Первый концерт сыграли в память о Евгении Светланове, второй — в честь Вагнера. И оба прозвучали не столько торжественно, сколько удивительно.
Так же эффектно, как Юровский закрыл прошлый сезон (когда не только играл, но и рассказывал, на ходу конструируя обманчиво знакомый, на самом деле новый, утонченный и простой музыкально-разговорный жанр), он его и открыл. Хотя теперь он не сказал ни слова, пока играли, многим казалось: он проясняет и рассказывает важные вещи.
Владимир Юровский
В едва не ритуальной по зачину первой программе дирижер-западник зашел как будто на заповедные светлановские территории — русский репертуар, страницы антологии. Но выбор сочинений оказался не только нетривиальным, но и как будто с тайным смыслом. Почти вся музыка — на стихи Константина Бальмонта. Пугающий конструктивистский Прокофьев ("Семеро их", маленькая партитура на огромных хоровых ногах), хитроумный "Звездоликий" Стравинского про Апокалипсис и главный номер — "Колокола" Рахманинова. Все — русский модернизм, где по-разному смешаны фантазия, традиция, страх и трагизм. В нем принято замечать много смутности и томления. Но в символистском разговоре о жизни и смерти Юровский слышит ясность форм и твердость интонации. В первом же отделении он словно вернул себе образ холодноватого интеллектуала, каким его считали здесь в пору первых приездов, зато избавил оркестровое звучание от жирного налета — он издавна считается приметой задушевности. Государственный академический симфонический оркестр звучал прозрачно, подтянуто и сухо как в самых гулких кульминациях, так и в тишайших фразах. Слезы затопили бы зал, если бы дирижер позволил оркестру проливать их, не сдерживаясь. Но нет.

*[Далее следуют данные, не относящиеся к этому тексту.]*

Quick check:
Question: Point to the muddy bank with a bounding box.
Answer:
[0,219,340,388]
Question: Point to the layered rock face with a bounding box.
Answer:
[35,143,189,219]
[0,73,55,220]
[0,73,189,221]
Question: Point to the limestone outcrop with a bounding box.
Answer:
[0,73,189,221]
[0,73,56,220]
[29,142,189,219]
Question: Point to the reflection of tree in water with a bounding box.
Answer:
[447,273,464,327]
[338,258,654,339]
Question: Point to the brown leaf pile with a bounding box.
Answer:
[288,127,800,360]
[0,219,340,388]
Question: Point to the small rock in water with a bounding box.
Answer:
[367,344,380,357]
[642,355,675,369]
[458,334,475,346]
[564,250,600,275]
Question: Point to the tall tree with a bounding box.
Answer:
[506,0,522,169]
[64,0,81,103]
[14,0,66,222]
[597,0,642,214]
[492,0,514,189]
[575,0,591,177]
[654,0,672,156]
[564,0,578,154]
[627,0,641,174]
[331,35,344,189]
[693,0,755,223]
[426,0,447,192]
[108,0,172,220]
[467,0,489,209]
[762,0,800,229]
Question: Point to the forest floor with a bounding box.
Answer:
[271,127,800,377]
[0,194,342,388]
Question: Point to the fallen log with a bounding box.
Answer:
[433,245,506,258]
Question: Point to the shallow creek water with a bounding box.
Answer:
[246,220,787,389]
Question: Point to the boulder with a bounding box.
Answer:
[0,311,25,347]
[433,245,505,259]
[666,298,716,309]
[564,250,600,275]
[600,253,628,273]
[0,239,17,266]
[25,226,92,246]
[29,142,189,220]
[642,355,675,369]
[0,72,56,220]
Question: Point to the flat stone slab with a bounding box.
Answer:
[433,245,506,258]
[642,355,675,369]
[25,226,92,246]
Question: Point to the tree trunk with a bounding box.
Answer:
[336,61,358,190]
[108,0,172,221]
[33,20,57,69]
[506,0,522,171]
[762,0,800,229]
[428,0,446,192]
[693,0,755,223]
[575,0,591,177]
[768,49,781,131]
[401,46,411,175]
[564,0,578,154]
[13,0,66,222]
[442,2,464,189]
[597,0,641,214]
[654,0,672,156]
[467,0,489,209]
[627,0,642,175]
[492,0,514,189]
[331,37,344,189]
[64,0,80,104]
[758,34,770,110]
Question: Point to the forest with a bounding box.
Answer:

То же с вагнеровским "Тристаном", многословным, но не слезливым. Юровский преподнес его публике сначала в виде точеного "Вступления" без "Смерти Изольды" (вместе они составляют концертный шлягер), потом — цикла "Пять песен на слова Матильды Везендонк", который делит музыку с "Тристаном", а здесь звучал в хрустальной семидесятнической инструментовке немецкого авангардиста Хайнца-Вернера Хенце. И наконец, целиком, без купюр — огромный второй акт собственно оперы. Безразмерный "Тристан" у Юровского — вызывающе компактная, подчиненная уверенному движению драма почти без зависаний, замираний, застываний в бесконечности. Огромный оркестр не плаксив, но старательно могуч и почти все время ясен. Кастинг певцов-европейцев выгодно подчеркивал нерасплывчатый стиль исполнения и продуманную конструкцию. Холодноватый голос Брангены (Элизабет Кульман) красиво оттенял теплое сопрано Ани Кампе. Рядом с ее стилистически гибкой, очаровательной Изольдой Тристан (Штефан Финке, вышедший на замену заболевшему Торстену Керлу) выглядел надежным партнером — не только лиричным, но и не оплошавшим на высоких нотах. А король Марк в исполнении Альберта Домена сыграл властность и муки не только лицом и тембром, но и манерой, словно старая байрейтская школа в гневе обрушилась на современных европейцев. Но весь ансамбль в руках Юровского чувствовал себя в безопасности. А тот, продемонстрировав свое оперное мастерство (к сожалению, пока известное в Европе лучше, чем здесь, несмотря на "Руслана" Большого театра), словно заново показал, как хороша эта вагнеровская драма, в которой не одно томление, но много еще важного: красота вокально-оркестрового письма, упрямое движение, сложные цвета и смело слепленные масштабы. Такой "Тристан" звучит как очень современная вещь, но от того, сродни "Колоколам" в первом концерте, не меньше поражает прямотой рассказа о любви, тоске и смерти.